2. Use a Python script to call the **Maps Reverse Geocoding API**.
3. Load the results into a new BigQuery table `geo_validation_results`.

In [None]:
# Step 1: Export unique coordinates to a Pandas DataFrame
sql_export_coords = """
SELECT DISTINCT cluster_id, latitude, longitude, city, province_code, country_code
FROM `project_id.dataset`.suspicious_clusters_stage2
WHERE cluster_id IS NOT NULL;
"""
coords_to_validate_df = bq_client.query(sql_export_coords.replace("project_id.dataset", f"{PROJECT_ID}.{DATASET_ID}")).to_dataframe()

print(f"Found {len(coords_to_validate_df)} unique coordinates to validate.")

Found 102 unique coordinates to validate.


In [None]:
# Step 2: Python script to call Reverse Geocoding API
import requests
import pandas as pd
from tqdm.auto import tqdm

# MAPS_API_KEY = "your-maps-api-key" # Replace with your key

results = []
for index, row in tqdm(coords_to_validate_df.iterrows(), total=coords_to_validate_df.shape[0]):
    lat, lon = row['latitude'], row['longitude']
    url = f"https://maps.googleapis.com/maps/api/geocode/json?latlng={lat},{lon}&key={GOOGLE_MAPS_API_KEY}"

    try:
        response = requests.get(url).json()
        if response['status'] == 'OK':
            # Extract components from the first result
            api_city, api_state, api_country = None, None, None
            for component in response['results'][0]['address_components']:
                if 'locality' in component['types']:
                    api_city = component['long_name']
                if 'administrative_area_level_1' in component['types']:
                    api_state = component['short_name']
                if 'country' in component['types']:
                    api_country = component['short_name']

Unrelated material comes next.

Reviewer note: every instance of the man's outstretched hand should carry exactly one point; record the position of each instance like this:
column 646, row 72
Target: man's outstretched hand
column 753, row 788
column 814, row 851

            status = 'MATCH'
            if api_country and row['country_code'].upper() != api_country:
                status = 'MISMATCH_COUNTRY'
            elif api_state and row['province_code'].upper() != api_state:
                status = 'MISMATCH_STATE'

            results.append({'latitude': lat, 'longitude': lon, 'validation_status': status})
        else:
            results.append({'latitude': lat, 'longitude': lon, 'validation_status': 'API_ERROR'})
    except Exception as e:
        results.append({'latitude': lat, 'longitude': lon, 'validation_status': 'SCRIPT_ERROR'})

geo_results_df = pd.DataFrame(results)

# Step 3: Load results back to BigQuery
table_id = f"{PROJECT_ID}.{DATASET_ID}.geo_validation_results"
job_config = bigquery.LoadJobConfig(
    schema=[
        bigquery.SchemaField("latitude", "FLOAT64"),
        bigquery.SchemaField("longitude", "FLOAT64"),
        bigquery.SchemaField("validation_status", "STRING"),
    ],
    write_disposition="WRITE_TRUNCATE",
)
load_job = bq_client.load_table_from_dataframe(geo_results_df, table_id, job_config=job_config)
load_job.result() # Wait for completion
print(f"Loaded {len(geo_results_df)} geo validation results to {table_id}")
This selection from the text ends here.